Papers presented at the 4th Annual Conference of the International
organized jointly with the Social and Economic Development Seminar for the Americas
12-14 December 2000, Orlando, Florida, USA
Arthur Lyon Dahl*
Many people are concerned about the growing environmental problems facing the world. Climate change, ozone depletion, the loss of biodiversity and other symptoms of human pressures on the planetary environment are regularly in the headlines. Yet the challenges are so vast that people often wonder what single individuals can do about them. Can we really make a difference?
The environmental challenges reflect impacts on the natural world caused by growing human populations whose impacts are multiplied by increasingly powerful technologies. They are usually approached first as scientific issues which can be defined, measured, monitored and modelled with scientific tools and methodologies. The immediate solutions will generally require the application of engineering and technologies to modify or replace the causative factors. They may be the subject of legislation and regulation at the national level and under international conventions, requiring policy development and political action. Economic incentives, charges or penalties may be required under the polluter-pays principle. Seldom does anyone consider what religion may have to offer, or the relevance of spiritual principle to what seem to be very practical questions.

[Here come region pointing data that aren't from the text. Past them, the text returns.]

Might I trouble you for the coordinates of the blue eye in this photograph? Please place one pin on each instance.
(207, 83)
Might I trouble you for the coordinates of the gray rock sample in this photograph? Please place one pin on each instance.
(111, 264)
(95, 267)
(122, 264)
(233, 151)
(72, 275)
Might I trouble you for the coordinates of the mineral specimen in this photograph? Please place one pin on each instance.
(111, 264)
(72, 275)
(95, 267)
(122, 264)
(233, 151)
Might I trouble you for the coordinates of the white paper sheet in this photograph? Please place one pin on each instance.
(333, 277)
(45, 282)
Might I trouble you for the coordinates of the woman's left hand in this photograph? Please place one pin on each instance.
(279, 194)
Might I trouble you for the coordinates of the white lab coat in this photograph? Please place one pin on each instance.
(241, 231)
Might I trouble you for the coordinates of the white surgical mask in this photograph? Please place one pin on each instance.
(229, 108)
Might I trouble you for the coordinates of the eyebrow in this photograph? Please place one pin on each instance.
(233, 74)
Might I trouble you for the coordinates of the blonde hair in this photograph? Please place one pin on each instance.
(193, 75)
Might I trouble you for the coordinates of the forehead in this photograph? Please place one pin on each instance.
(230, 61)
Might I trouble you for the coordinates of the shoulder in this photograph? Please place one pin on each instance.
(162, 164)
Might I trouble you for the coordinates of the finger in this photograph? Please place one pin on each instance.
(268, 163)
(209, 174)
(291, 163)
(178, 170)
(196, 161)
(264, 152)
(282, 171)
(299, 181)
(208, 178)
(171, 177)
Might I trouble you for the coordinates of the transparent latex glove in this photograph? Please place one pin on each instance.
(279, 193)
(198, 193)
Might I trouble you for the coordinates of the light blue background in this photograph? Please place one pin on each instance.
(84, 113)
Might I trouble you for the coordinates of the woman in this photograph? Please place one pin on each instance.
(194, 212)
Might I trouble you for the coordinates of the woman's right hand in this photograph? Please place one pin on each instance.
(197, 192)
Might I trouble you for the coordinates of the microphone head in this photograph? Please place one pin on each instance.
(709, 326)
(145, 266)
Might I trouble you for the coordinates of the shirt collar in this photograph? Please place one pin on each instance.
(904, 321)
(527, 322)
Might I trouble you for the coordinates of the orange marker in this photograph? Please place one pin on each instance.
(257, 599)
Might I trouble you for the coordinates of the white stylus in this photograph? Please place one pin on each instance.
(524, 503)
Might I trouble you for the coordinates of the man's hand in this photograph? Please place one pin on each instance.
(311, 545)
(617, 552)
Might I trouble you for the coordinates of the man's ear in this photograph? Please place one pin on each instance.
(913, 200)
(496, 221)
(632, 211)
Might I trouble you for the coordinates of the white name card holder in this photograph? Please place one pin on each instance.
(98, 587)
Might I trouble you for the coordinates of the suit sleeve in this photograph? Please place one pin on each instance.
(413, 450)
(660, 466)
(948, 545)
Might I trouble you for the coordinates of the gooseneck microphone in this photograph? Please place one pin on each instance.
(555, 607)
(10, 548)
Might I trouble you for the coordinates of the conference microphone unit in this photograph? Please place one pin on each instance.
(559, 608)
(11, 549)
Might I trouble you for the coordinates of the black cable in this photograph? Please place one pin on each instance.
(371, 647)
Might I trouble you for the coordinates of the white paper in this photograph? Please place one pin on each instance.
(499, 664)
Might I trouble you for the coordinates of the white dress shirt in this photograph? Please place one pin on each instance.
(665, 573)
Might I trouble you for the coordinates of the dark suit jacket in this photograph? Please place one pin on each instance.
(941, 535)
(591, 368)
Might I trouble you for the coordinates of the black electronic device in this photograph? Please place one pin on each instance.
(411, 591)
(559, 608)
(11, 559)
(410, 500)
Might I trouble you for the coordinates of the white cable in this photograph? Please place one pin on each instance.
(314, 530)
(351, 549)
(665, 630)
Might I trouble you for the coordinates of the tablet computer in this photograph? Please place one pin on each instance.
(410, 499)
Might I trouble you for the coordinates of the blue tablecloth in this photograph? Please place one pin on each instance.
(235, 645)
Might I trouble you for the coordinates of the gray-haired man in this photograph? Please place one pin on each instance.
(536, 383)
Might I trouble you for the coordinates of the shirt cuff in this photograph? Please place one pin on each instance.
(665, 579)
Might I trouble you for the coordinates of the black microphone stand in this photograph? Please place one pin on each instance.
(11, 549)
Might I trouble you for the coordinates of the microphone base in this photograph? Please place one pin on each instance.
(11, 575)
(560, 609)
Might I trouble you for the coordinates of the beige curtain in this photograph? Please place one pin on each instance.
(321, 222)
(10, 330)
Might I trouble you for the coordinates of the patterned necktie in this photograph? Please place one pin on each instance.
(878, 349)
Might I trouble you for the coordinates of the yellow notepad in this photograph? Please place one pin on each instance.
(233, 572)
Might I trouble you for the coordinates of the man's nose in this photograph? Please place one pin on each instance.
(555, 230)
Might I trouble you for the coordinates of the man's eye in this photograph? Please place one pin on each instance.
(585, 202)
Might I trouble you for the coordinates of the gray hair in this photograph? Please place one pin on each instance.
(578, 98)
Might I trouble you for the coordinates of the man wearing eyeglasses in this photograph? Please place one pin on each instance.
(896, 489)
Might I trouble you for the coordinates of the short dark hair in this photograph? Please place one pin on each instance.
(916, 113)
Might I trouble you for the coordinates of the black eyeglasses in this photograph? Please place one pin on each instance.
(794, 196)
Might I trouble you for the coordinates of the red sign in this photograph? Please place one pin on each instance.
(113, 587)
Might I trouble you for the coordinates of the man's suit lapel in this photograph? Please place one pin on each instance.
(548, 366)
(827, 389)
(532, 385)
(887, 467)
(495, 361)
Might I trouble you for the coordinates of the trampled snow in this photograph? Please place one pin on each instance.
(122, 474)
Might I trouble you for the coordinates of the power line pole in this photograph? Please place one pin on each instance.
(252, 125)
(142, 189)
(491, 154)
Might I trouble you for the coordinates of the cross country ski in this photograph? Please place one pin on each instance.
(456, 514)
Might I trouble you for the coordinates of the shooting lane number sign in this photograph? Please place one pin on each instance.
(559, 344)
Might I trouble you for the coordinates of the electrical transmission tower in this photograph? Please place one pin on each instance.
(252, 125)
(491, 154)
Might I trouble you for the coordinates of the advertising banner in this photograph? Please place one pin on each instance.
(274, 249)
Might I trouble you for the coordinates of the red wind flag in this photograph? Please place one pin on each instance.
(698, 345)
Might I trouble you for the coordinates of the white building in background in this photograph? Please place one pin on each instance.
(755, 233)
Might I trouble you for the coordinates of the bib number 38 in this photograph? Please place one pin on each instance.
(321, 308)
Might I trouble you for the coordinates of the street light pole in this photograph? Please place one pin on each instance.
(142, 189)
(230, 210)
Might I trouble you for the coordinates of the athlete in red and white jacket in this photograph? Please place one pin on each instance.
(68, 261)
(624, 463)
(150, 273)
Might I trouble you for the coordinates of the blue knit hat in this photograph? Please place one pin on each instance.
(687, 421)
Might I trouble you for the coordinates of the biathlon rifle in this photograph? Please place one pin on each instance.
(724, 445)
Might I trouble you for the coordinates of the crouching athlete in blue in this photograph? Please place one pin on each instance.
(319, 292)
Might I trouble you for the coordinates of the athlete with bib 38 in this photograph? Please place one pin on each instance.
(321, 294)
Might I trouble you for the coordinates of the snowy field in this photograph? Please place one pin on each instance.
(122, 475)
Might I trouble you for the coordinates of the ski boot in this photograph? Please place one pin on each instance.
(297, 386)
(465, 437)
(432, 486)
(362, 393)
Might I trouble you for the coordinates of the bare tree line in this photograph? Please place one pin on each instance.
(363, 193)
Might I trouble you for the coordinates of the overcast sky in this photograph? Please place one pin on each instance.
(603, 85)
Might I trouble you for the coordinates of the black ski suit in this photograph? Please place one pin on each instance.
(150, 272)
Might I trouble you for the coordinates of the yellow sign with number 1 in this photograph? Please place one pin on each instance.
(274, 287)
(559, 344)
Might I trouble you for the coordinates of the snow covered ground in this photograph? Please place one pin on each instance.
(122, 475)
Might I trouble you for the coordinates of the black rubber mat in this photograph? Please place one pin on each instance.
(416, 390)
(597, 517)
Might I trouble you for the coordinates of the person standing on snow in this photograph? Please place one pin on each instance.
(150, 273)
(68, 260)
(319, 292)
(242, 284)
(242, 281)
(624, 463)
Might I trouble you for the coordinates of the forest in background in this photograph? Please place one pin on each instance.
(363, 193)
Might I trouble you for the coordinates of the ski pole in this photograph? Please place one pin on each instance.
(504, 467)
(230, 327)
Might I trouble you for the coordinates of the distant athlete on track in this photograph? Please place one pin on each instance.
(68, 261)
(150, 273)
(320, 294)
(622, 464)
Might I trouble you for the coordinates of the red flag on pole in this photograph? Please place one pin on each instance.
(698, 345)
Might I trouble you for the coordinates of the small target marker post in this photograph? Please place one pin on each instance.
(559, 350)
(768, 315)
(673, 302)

For Bahá'ís and those interested in the Bahá'í Faith, there is another issue. Bahá'u'lláh has given us many spiritual principles and teachings to solve the world's problems, but it is not always easy to see how to apply them in practice. We have been warned not to let our words exceed our deeds, and to teach by example, but how is not always evident. Often there are a number of principles relevant to a particular question that might imply quite different approaches. There may be no one clear-cut solution, but a variety of options each relevant to particular situations. Principles that seem opposed or paradoxical may need to be balanced. Moderation is also important, as any good quality carried to an extreme can become damaging. This encourages diversity, which can often be healthy in a complex and rapidly evolving world. In fact, the challenge of considering and applying spiritual principles to every aspect of our lives is an important means of individual spiritual growth.
The power of spiritual principles lies in their ability to place problems in a whole new light, to set them in a larger context, and often to suggest approaches to their solution, or at least processes to be followed to help society find a way forward. They help us to question unspoken underlying assumptions which may be faulty, and to suggest new bases for action. Bahá'u'lláh said His teachings were the touchstone of truth against which the validity of all other truths needed to be measured. The Bahá'í vision of future society also helps to understand where our highly materialistic society has gone wrong and what changes of direction are now required.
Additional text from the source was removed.